If a clearance cannot be obtained on the ground in places where ATC can't be reached on the ground, won't it involve having to stay under 1500ft until a clearance can be obtained? Depending on radio traffic and ATC load, this can take some time. So on an IFR flight plan, possibly with low cloud, can't ensure terrain clearance by planning a departure within the splay set out in ersa, or reverse approach etc.  If cloud is a factor, i think it would mean having to maneuver clear of cloud within the circling area which is not really idea. Or is there another approach?

You don’t need clearance to fly in Class E. 

I see disagreement rather than trolling. I think that even the people I disagree with are making an honest effort. There is the added incentive that people think that what others have posted is dangerous. For example, some people misinterpreted a recent post I made as advocating flying over weight. Since more than one person thought that that’s what I was advocating, it  looks like what I said was not clear. 

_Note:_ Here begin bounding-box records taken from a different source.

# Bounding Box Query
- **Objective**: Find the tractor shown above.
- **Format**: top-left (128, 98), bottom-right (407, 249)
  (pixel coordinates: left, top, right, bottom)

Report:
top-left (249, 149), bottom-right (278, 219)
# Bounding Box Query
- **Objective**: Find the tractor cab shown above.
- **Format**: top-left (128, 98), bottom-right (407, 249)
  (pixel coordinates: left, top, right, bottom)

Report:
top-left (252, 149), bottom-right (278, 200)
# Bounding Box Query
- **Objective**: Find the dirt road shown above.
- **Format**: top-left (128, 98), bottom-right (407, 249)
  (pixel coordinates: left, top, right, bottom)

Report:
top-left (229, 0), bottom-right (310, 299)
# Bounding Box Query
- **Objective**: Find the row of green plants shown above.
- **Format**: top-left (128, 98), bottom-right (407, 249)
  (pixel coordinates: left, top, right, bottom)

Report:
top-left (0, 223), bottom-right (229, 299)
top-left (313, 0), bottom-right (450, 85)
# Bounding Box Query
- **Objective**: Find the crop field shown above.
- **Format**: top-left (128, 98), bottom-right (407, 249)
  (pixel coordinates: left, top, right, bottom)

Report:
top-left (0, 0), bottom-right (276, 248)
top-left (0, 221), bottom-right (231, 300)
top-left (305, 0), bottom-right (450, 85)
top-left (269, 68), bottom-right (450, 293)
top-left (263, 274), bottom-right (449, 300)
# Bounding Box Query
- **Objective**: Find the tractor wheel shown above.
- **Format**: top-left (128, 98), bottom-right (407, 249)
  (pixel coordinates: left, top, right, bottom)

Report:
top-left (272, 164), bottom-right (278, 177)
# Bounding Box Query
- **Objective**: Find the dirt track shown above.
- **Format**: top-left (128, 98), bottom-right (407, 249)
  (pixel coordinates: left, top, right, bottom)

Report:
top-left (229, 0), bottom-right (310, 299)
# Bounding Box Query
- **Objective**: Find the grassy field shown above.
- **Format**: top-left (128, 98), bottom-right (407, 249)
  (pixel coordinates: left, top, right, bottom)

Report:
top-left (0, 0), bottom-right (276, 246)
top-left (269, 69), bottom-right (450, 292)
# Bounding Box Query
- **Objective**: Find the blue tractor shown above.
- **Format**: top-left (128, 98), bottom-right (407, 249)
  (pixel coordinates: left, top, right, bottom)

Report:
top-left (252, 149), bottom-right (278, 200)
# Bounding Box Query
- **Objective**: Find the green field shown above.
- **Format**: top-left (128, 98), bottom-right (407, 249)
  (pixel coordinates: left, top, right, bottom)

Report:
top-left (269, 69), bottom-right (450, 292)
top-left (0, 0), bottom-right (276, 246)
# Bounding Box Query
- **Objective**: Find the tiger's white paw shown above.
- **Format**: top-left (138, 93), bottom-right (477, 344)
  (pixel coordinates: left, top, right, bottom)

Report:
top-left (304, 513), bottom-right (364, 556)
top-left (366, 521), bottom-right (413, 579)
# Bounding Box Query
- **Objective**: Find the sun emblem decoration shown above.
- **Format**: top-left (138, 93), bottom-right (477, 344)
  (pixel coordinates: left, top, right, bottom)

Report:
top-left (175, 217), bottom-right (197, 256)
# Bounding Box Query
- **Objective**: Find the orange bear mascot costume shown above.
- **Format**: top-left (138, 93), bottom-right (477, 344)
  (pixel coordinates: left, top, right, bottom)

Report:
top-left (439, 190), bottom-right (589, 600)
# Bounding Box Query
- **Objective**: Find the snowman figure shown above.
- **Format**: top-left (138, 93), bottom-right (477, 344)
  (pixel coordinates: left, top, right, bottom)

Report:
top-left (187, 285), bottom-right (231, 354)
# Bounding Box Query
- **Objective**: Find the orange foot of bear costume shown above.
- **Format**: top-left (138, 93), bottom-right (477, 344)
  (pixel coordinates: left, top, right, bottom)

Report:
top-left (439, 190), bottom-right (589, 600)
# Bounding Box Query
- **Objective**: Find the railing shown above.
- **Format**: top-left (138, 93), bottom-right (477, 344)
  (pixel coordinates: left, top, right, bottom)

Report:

I don’t have a clue about how long the theory will take. I expect it will depend what education you have already done. If you studied high school physics and maths, that will help. Specifically, the physics of gasses and of the acceleration, energy and momentum of masses. And the maths of vectors, trigonometry, algebra, and a little calculus. If you did any navigation or orienteering or messed about with mechanical things that would help. Someone said sailing helped. I had never sailed but I expect that it would definitely help. If you have exposure to the above, very little will be completely foreign. 
 

Bob Taits books are probably the gold standard, but imperfect. To learn enough for the PPL is about 800 pages. Maybe ⅔ of that for the RAAus Certificate. 
 

Some say you should learn three hours on the ground for every hour in the air. So 30 x 4 = 120 hours. Round up to 200 and that’s my guess. Others might disagree. But I thought I would give a shot at answering. 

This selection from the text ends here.